Technical Considerations of Video Assisted Thoracic Surgery (VATS) Lobectomy

Thomas T. Ng, MD, FACS; Beth A. Ryder, MD, FACS; Jacques P. Fontaine, MD, FACS; William G. Cioffi, MD, FACS

Product Details
Product ID: ACS-2830
Year Produced: 2009
Length: 11 min.


We outline, in detail for each lobe, the technical aspects of video assisted thoracic surgery (VATS) lobectomy and examine the results of our first 50 cases.

VATS lobectomy was performed using a 5cm non-rib spreading incision along with two 10mm ports and an additional 5mm port if neccessary. VATS lobectomy was performed identical to the open procedure, with individual ligation of the pulmonary vein, pulmonary artery and bronchus. Lymph nodes were dissected or sampled. The specimen was retrieved with an endoscopic bag.

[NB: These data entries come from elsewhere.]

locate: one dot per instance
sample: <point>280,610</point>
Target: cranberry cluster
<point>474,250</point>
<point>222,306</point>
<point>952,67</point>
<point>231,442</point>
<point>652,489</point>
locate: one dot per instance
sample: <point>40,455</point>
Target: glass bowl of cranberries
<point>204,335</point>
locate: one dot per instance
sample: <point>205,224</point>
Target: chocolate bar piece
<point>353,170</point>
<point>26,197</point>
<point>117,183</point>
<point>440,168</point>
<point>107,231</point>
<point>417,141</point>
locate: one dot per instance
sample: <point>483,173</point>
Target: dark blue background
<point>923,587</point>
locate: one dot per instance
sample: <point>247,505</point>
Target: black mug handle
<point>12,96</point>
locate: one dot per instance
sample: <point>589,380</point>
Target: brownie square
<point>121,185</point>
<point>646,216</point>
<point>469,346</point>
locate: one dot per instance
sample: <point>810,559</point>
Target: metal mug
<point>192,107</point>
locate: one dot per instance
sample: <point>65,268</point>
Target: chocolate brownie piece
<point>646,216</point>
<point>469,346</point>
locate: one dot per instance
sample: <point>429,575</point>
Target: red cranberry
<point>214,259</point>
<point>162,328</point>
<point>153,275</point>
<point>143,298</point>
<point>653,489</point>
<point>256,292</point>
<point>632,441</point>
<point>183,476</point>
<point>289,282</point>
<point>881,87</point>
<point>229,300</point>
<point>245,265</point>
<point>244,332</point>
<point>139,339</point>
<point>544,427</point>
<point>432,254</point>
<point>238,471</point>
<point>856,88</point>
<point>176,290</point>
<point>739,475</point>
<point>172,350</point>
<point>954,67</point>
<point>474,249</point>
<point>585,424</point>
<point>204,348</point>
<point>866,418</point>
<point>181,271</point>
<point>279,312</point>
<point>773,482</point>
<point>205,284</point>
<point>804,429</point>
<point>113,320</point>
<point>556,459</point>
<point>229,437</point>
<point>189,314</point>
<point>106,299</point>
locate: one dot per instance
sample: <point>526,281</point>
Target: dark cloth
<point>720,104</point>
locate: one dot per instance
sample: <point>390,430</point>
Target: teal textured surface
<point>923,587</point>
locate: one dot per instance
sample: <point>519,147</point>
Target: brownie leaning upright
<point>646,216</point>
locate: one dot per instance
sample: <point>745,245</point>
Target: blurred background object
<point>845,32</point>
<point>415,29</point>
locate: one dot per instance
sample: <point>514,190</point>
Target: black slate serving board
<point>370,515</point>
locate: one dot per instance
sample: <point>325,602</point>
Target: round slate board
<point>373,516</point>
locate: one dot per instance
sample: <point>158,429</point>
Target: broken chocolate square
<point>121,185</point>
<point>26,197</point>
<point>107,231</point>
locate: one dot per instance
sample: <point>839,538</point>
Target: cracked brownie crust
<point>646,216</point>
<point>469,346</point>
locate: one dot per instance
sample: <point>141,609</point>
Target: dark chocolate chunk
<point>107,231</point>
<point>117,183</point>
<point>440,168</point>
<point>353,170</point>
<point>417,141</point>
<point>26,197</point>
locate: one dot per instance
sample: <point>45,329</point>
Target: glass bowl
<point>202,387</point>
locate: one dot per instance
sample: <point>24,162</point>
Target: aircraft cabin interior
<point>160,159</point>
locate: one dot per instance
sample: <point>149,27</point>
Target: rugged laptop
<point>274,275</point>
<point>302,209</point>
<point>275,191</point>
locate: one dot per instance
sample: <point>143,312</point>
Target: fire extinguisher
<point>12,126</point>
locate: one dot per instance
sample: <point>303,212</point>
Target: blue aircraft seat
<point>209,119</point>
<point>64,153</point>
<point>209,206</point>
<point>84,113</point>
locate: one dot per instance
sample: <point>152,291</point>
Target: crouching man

For the first 50 cases, the mean age was 68.6 years. Surgery was performed for non-small cell cancer in 45(90%), carcinoid in 2(4%), and 1 each for sequestration, hamartoma, and granuloma. Right upper lobectomy was performed in 20, right middle in 3, right lower in 3, bilobectomy (upper/middle) in 1, left upper in 14, and left lower in 9. Median operative time was 150 minutes and median blood loss was 200 cc. Conversion to open was required in 6(12%) with 4 due to pulmonary artery bleeding, 1 for chest wall adherence and 1 for tumor adherence to the pulmonary artery. There was 1(2%) death and 11(22%) patients experienced one or more complication. Median hospital stay was 6 days.

Lobectomy by VATS can be performed safely with low morbidity and mortality. This minimally invasive approach to lobectomy should be conducted in the same manner as the open procedure. Large randomized trials are needed to confirm the benefits of VATS lobectomy and to assess its long term oncologic efficacy.